Un mese dopo, chi l'avrebbe più riconosciuta?
La pelle della faccia e delle mani le si era abbronzata al sole peggio di quella del cugino.
C'era, voluto un po' per slanciarla, ma poi aveva preso l’aire; e ora quasi non c'era verso d'infrenarla. Toccava a Poldo di ammonirla.
– No, no; puoi farti male! Puoi cascare!
Tornava a casa coi capelli arruffati, pieni di sterpoli, di foglie secche, con le mani intrise di mota, con le gonnine in brandelli. Faceva a pugni con le bambine della fittaiola, sfidava Poldo alla corsa.
Quando la signora Bellotti col marito venne a riprenderla, si fermò spaventata alla vista della sua puppattola così tramutata.
– Oh, Dio mio! –
Non osava di abbracciarla e di baciarla.
Lidia portava, tenendoli per le gambe, due ranocchi, chiappati nella mota del ruscello, e le braccia e le mani sporche stillavano acqua. Arrivava rossa in viso, scalmanata, ansante per la corsa.

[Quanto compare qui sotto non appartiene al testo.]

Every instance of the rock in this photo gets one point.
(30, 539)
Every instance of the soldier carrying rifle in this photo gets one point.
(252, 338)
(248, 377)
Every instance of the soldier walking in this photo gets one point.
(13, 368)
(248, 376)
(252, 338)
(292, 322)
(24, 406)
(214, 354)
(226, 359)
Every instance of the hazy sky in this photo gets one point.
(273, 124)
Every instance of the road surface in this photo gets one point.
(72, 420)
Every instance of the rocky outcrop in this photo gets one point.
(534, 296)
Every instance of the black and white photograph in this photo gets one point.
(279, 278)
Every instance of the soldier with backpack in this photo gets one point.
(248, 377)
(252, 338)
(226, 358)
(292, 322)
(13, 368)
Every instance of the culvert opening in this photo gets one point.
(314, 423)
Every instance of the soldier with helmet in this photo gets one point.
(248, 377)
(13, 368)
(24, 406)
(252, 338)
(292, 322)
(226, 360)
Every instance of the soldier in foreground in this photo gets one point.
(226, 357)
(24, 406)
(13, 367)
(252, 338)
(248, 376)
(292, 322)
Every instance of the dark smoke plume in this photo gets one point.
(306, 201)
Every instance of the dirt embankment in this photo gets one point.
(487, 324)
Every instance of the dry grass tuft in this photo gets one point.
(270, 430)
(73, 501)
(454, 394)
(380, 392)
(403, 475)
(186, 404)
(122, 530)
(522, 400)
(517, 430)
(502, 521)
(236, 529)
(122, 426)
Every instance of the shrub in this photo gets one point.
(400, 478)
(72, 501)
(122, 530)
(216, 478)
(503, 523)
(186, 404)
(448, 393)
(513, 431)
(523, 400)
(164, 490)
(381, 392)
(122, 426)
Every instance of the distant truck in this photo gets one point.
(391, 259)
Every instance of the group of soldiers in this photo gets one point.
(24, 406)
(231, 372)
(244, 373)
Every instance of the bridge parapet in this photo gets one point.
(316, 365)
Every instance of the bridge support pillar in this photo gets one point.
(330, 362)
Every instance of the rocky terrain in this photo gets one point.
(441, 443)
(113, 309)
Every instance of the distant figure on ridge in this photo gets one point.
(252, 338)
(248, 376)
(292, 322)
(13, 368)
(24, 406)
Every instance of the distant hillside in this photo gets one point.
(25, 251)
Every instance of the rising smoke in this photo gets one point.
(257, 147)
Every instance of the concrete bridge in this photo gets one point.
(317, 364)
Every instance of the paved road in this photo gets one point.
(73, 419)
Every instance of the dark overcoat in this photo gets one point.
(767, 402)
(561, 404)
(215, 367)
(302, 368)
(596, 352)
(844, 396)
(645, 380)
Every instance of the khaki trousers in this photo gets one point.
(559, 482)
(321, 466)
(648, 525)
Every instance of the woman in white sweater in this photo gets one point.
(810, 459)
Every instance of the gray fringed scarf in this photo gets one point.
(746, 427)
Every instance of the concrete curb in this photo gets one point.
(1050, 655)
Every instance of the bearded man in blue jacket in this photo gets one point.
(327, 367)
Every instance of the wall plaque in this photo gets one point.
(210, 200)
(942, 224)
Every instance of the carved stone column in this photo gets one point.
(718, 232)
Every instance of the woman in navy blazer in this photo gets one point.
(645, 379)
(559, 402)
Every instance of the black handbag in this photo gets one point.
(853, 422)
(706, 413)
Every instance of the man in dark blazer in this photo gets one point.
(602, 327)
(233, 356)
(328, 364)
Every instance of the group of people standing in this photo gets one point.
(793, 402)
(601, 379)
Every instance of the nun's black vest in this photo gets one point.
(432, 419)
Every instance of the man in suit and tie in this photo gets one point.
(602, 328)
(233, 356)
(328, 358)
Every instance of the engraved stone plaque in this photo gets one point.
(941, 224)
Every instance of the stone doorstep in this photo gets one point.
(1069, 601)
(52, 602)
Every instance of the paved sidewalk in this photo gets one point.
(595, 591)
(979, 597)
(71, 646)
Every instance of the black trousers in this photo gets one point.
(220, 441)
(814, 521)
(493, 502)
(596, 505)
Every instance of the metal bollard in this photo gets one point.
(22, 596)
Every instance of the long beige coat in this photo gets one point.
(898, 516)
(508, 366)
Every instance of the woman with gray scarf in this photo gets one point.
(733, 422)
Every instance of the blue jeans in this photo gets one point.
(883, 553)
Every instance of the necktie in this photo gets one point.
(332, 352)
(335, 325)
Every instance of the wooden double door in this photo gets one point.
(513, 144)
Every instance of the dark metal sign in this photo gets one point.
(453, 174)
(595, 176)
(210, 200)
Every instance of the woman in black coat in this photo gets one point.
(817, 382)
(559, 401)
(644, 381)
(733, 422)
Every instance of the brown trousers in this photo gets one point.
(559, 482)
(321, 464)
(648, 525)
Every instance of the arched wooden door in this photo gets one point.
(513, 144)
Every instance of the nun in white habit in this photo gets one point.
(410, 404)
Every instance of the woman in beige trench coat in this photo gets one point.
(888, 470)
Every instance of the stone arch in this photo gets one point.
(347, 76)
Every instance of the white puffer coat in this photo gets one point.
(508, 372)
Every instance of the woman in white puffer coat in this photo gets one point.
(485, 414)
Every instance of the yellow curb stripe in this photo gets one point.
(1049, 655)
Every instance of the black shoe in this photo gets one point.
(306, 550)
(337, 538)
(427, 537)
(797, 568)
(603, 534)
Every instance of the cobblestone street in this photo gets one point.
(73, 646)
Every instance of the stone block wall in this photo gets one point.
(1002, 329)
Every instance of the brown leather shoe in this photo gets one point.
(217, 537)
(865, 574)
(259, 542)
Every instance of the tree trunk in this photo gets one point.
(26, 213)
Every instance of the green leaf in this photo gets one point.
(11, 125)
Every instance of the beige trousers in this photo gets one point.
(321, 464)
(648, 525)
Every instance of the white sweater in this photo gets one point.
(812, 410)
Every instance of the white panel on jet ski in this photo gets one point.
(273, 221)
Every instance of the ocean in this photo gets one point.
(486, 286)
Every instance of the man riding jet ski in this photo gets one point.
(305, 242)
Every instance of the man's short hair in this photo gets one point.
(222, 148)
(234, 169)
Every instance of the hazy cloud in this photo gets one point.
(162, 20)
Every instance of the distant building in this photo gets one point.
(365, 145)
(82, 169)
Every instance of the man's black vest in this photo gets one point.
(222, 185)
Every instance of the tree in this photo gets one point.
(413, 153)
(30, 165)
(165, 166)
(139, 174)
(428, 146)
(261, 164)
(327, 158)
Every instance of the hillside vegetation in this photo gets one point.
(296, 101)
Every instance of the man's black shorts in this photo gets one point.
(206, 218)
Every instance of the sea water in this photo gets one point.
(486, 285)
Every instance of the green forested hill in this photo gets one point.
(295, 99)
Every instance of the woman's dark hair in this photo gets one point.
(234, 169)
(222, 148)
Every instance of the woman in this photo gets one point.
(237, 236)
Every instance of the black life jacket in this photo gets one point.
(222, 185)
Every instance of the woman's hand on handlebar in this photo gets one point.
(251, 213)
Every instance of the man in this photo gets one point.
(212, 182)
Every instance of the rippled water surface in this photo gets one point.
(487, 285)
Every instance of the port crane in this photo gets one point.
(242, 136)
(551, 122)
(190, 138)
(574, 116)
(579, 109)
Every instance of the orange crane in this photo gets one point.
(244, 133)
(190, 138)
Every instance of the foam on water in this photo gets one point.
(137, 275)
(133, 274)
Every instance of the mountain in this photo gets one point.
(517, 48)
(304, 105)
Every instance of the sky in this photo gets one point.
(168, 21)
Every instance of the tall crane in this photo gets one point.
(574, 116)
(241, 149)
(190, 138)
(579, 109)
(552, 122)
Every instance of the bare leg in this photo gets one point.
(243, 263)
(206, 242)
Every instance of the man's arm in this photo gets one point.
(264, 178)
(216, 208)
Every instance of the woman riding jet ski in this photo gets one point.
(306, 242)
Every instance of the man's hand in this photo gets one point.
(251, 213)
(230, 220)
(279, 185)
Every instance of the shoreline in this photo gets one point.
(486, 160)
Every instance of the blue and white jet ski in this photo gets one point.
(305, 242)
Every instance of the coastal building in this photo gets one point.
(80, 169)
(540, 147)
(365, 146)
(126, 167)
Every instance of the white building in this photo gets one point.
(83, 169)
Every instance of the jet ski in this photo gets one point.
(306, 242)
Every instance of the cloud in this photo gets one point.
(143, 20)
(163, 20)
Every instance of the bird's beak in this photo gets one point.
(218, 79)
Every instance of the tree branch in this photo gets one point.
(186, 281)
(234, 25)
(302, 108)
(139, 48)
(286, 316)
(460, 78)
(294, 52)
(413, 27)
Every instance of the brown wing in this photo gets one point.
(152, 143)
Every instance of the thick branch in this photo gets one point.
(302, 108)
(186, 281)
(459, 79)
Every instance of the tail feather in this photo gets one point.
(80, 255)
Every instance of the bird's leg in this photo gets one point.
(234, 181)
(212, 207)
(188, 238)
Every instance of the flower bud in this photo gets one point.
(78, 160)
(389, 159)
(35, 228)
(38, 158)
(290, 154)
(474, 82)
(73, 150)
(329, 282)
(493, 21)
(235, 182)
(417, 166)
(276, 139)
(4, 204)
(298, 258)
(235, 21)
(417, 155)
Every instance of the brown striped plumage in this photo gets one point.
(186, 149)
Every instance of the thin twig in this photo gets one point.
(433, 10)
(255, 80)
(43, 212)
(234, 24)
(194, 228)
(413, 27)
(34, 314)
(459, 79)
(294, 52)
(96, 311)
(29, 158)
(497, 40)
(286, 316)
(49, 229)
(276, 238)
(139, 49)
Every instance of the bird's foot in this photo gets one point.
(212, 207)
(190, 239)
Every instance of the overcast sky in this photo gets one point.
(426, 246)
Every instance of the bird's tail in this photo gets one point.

E la signora Bellotti dovette afferrarla per un braccio per impedire che le saltasse addosso e le insudiciasse la veste. La nonna rideva.
Tutt'a un tratto però il cuore della signora Bellotti fu profondamente commosso. Non badò a nulla. Non pensava più alla puppattola di una volta, lasciandosi brancicare da quelle mani bagnate, sporche di mota, e che non avevano buttato via la preda, i due ranocchi afferrati per le gambe. Era felice di vedere sua figlia sana, vigorosa, bambina di anni, di modi, di sentimenti quale doveva essere, quale avrebbe dovuto lasciarla essere prima.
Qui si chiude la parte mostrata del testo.